Apart from that I have made no changes. I have an indoor trainer which is a Tacx Neo and I use the same bike on and off the trainer. My roadbike has a duotrap cadence meter which has worked fine for many years.
With my old 520 my cadence readings were fine no matter when I was on the road or on my indoor trainer and I don’t recall any challenges setting it up.
With my new 530 my cadence readings are still fine out on the road. However, on my indoor trainer my cadence readings start ok but quickly overshoot to nearly double what they should be (I have been riding for 5 years using sensors so I am sure about this). My cadence then continues to spike and revert to normal levels and then spike and revert to normal levels. Also it seems to be that towards the end of the ride or when I am pushing for a higher power output that the cadence reading settles down to something more reasonable. After trawling through this forum and others I have concluded that this issue is probably the Tacx cadence itself which is a calculated number. I know I don’t have a smooth pedal stroke due to an old knee injury. I also checked that it’s the Tacx cadence output by using the Tacx Utility where the readout exactly corresponds with my cadence readout on my 530.

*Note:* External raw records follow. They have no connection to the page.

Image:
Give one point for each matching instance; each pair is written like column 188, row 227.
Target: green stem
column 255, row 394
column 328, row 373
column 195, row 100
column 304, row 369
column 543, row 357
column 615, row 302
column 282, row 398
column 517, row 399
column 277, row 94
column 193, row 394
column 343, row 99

I have updated the Tacx firmware to current.
After much fiddling about changing sensors connections on my 530 I still cannot isolate to reading the cadence from my duotrap but the power from my Tacx. So as far as I can tell I cannot solve this problem. The only way not to have the Tacx cadence output showing on my 530 screen during my ride is to disconnect my Tacx indoor sensors entirely from the 530 device which would mean I also dont get the power output which defeats the purpose of having my Tacx for indoor training in the first place.
So my ask is, just in case I have missed it somewhere, ...can anyone tell me how I can solve this?